Most were of misery and hunger, and of being ridiculed by children in the town. "When I was a child, I used to hate growing up in a refugee camp. It was like a stigma, a scar, a wound."

He went to Somali National University in 1989 but had to flee to Kenya in 1991 because of the civil war and collapse of the Somali state. He returned in 1992 and began work on famine relief, joining the U.N. World Food Program in 1993.

In the famine of the early 1990s, it was possible to send out convoys of hundreds of food trucks, protected by U.N. troops. After the international troops left Somalia in 1995, warlords set up checkpoints and often hijacked food to sell in local markets or to hand out to their own people. In 1998, Warfa was ambushed and kidnapped with an American aid worker but managed to negotiate his and his colleague's release. Another time, his aid convoy was attacked by militias. It was a risk, but a manageable one, he says now.

"You knew that even if you were kidnapped, that people would come and negotiate your release," he said. "You knew you would always get the support of the people."

The situation became more dangerous for aid workers after American airstrikes in 2007 killed Islamic militants. The Shabab won control of the south, and tended to see all Western organizations, even aid workers, as hostile.

The World Food Program, CARE, World Vision and other major groups, banned by the Shabab, left in 2010. Warfa joined UNICEF.

When Warfa leaves his compound in the town of Galkayo, he has to travel with an armed security detachment.
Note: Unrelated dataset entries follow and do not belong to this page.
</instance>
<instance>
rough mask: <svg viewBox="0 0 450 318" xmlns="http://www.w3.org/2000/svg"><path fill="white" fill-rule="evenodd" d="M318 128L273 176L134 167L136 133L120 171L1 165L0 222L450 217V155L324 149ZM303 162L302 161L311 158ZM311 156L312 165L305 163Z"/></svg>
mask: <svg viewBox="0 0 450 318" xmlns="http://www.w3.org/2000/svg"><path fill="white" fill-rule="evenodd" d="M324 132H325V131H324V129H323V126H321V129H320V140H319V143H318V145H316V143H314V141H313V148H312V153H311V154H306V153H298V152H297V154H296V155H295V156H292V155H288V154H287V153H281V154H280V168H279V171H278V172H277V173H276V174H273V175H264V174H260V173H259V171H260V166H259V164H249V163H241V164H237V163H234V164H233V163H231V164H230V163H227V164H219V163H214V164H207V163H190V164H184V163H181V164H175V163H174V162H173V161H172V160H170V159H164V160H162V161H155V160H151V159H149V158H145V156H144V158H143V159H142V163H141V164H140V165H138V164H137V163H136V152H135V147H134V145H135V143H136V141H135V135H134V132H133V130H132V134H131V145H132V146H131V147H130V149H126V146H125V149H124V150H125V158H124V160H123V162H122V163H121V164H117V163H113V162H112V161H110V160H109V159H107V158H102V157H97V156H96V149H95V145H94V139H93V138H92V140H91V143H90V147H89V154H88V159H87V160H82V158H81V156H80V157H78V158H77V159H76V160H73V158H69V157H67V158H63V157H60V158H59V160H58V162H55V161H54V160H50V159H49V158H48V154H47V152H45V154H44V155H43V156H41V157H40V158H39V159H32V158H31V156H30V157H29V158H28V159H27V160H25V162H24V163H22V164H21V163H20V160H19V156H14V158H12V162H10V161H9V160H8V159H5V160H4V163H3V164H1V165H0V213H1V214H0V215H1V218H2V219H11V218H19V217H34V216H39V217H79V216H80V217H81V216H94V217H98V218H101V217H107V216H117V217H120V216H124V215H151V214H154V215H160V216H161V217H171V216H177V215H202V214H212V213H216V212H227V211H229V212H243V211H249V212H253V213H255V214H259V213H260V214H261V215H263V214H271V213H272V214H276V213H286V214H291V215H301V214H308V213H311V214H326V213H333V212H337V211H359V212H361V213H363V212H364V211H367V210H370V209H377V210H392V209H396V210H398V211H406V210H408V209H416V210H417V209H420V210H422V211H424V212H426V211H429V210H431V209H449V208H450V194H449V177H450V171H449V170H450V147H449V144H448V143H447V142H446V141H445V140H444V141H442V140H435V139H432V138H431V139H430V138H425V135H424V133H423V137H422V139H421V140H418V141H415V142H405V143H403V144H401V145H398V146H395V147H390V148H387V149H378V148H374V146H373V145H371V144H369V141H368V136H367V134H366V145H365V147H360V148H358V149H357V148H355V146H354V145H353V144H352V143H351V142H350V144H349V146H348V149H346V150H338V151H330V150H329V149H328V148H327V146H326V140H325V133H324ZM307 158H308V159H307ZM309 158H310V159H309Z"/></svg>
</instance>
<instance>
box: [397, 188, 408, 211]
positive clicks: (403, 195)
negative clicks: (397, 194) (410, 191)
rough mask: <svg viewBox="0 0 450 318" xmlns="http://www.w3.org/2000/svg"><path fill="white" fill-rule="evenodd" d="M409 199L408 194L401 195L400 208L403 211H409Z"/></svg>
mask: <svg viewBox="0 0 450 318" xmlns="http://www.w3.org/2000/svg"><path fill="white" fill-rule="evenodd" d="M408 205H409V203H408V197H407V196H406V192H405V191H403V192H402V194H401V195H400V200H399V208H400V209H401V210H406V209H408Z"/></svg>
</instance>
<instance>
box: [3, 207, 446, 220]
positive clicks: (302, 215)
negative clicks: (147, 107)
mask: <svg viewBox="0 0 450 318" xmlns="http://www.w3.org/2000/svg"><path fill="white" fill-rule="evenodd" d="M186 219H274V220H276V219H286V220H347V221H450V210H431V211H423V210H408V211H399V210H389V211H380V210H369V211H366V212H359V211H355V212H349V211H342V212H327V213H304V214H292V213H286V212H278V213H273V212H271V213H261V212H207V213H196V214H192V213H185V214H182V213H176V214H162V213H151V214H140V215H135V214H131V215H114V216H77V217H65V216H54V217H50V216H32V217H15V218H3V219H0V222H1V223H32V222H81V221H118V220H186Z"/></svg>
As much as he would love to be on the front line, handing out food for children, he has to focus on negotiating passage for every food convoy with local leaders.
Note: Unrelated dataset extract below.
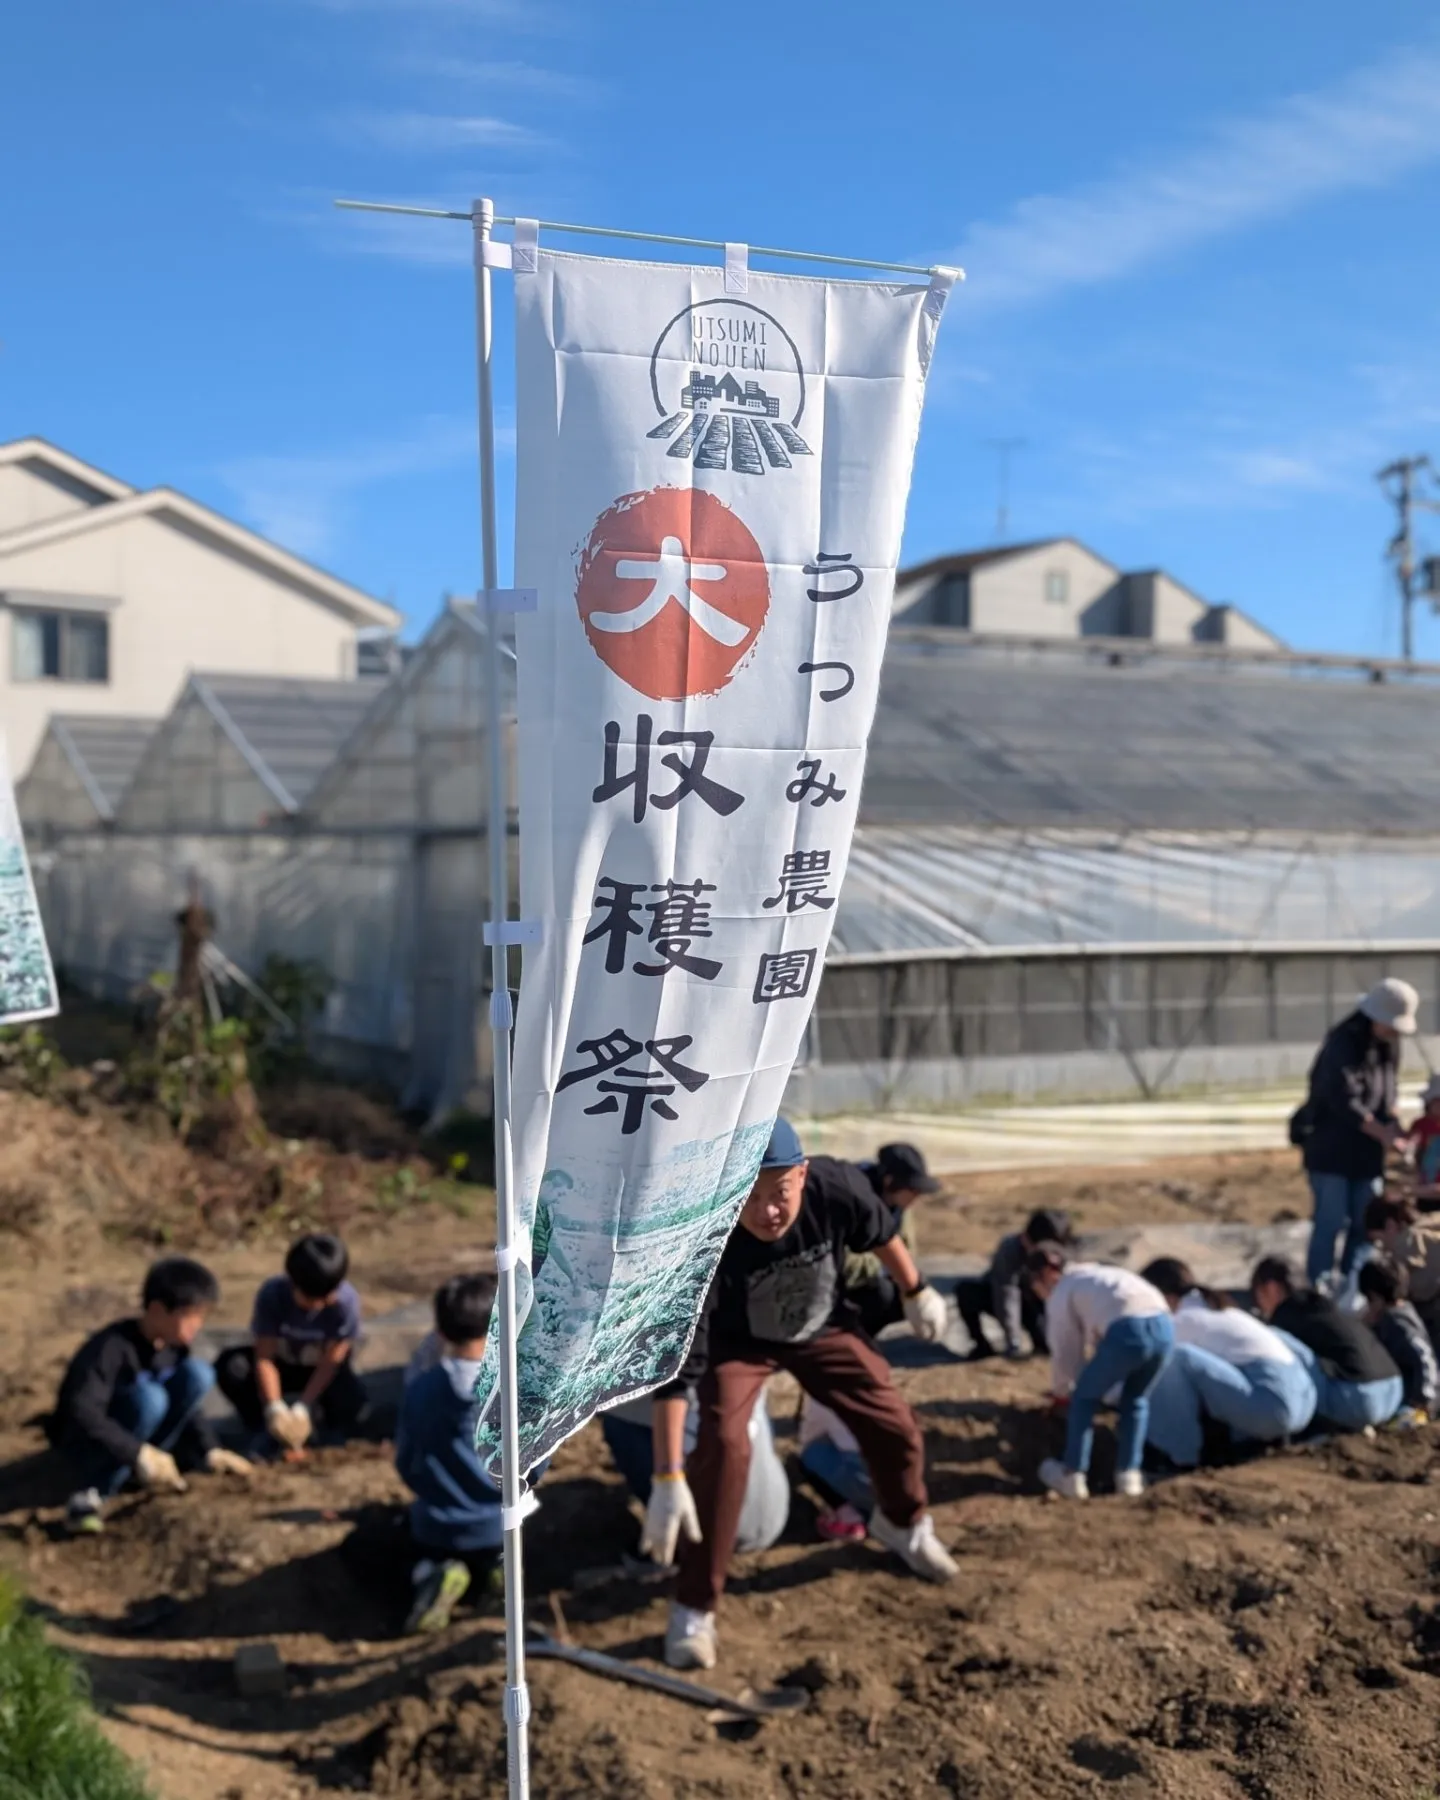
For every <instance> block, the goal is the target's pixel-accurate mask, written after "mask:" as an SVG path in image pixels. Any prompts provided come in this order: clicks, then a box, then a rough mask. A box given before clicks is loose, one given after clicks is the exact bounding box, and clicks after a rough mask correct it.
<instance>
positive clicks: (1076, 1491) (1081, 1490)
mask: <svg viewBox="0 0 1440 1800" xmlns="http://www.w3.org/2000/svg"><path fill="white" fill-rule="evenodd" d="M1040 1480H1042V1481H1044V1485H1046V1487H1048V1489H1049V1490H1051V1494H1058V1496H1060V1499H1089V1498H1091V1485H1089V1481H1087V1480H1085V1476H1084V1474H1082V1472H1080V1471H1078V1469H1067V1467H1066V1465H1064V1463H1062V1462H1060V1460H1058V1458H1057V1456H1046V1460H1044V1462H1042V1463H1040Z"/></svg>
Sometimes he reaches agreement with one leader, only to see a more senior figure appear and reject the deal, forcing him to start over. He leaves nothing to chance. Some convoys take days to negotiate.

"You get tired. You lose your voice. You lose your temper. Sometimes you get emotional. Sometimes it's, 'Sorry, no, today you can't do that.'

"Each time, you have to keep negotiating. We tell them if you don't allow us access, people will die. We tell them, 'Imagine if this was your mother, imagine if this was your child.' We tell them we are doing this for humanity."

When he plays with refugee children, or helps a starving child, his fatigue and hopelessness lift, at least for a while.

"At the end of the day, you know that by doing all this hard work and negotiating, you reach a few children. That makes your day and gives you the energy to go on."

When he found Asha, he weighed her and saw she had severe malnutrition, so he took her in his car to a feeding center and waited to see her eat. To his joy, she took the lifesaving nut paste well. He made sure she had a month's supply — enough, he knew, to be certain she would make it.

Then he had to go on to the next child.